Esame gustativo: Secco,
abbastanza caldo ed abbastanza morbido, si mostra ben equilibrato in
gustativa essendo anche le componenti dure quali acidità e sapidità
"sull'abbastanza". Vegetal-fruttato anche tra lingua e palato
con nota dulcamara finale di mandorla dolce e miele di acacia.

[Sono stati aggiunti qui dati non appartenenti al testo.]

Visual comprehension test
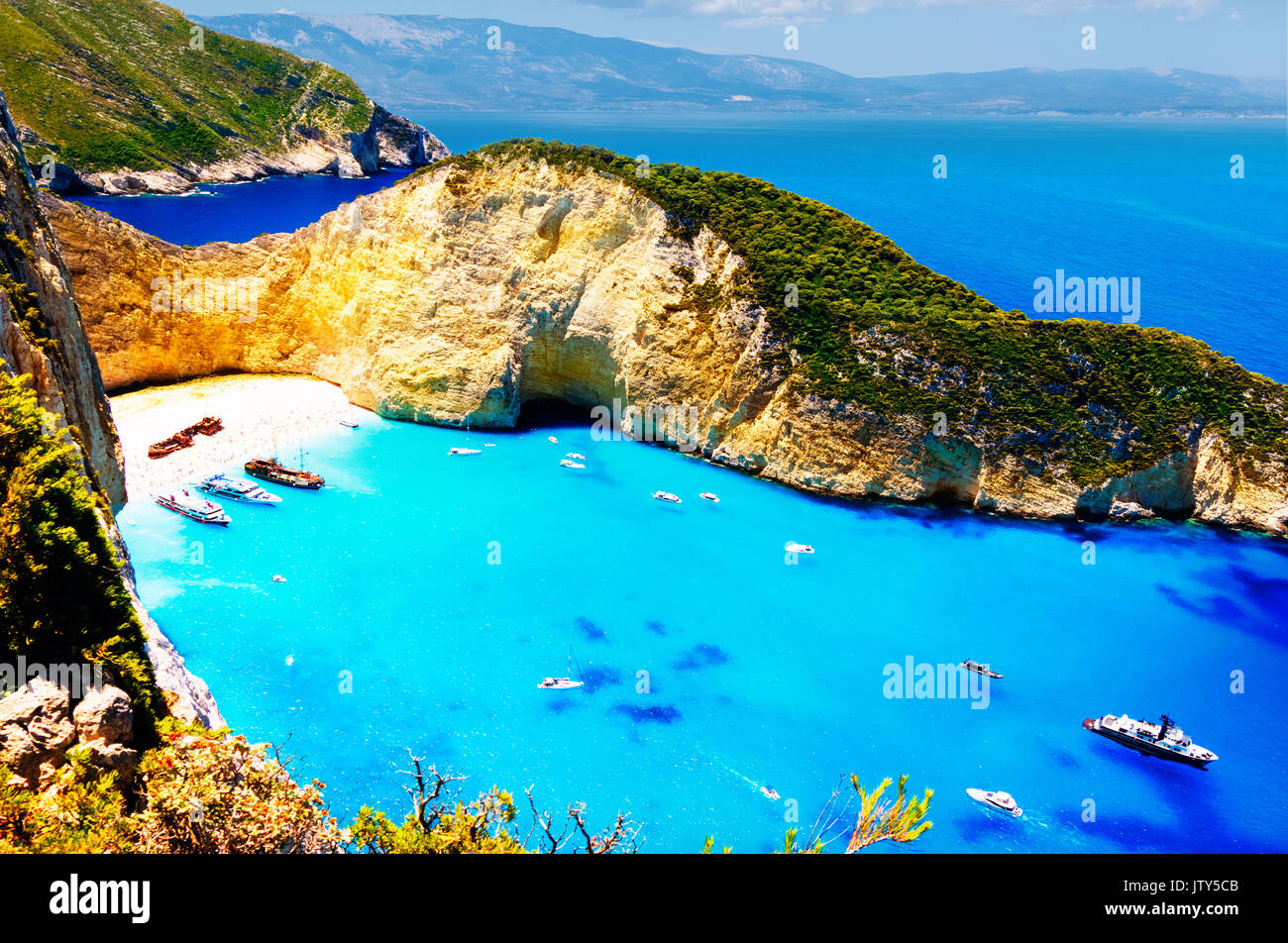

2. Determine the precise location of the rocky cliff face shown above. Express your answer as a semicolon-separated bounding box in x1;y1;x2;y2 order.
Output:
47;157;1288;533
36;103;450;196
0;95;125;506
0;88;223;727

Di giusto
spessore ed ancora di grande eleganza e finezza.
Stato evolutivo: Pronto.
Giudizio finale: Chardonnay
ben eseguito e di grande pulizia, la struttura non è opulenta ma il corpo
non manca. Eleganti i suoi profumi dalla base vegetale tipica del vitigno,
che si fanno via via più dolci e suadenti. Da servirsi fresco a 10°
circa, stappando al momento di servire, in bicchieri, manco a dirlo, da Chardonnay.
Abbinamenti:
Per adesso antipasti di crostacei e primi piatti ai frutti di mare.
Trattandosi di uno Chardonnay dalla buona struttura, potremmo anche
provare a lasciarlo maturare qualche anno per poi provarlo insieme a creme di funghi, scaloppine di vitello
agli champignon ed a merluzzo fresco alla crema, come fanno i francesi con
gli Chablis.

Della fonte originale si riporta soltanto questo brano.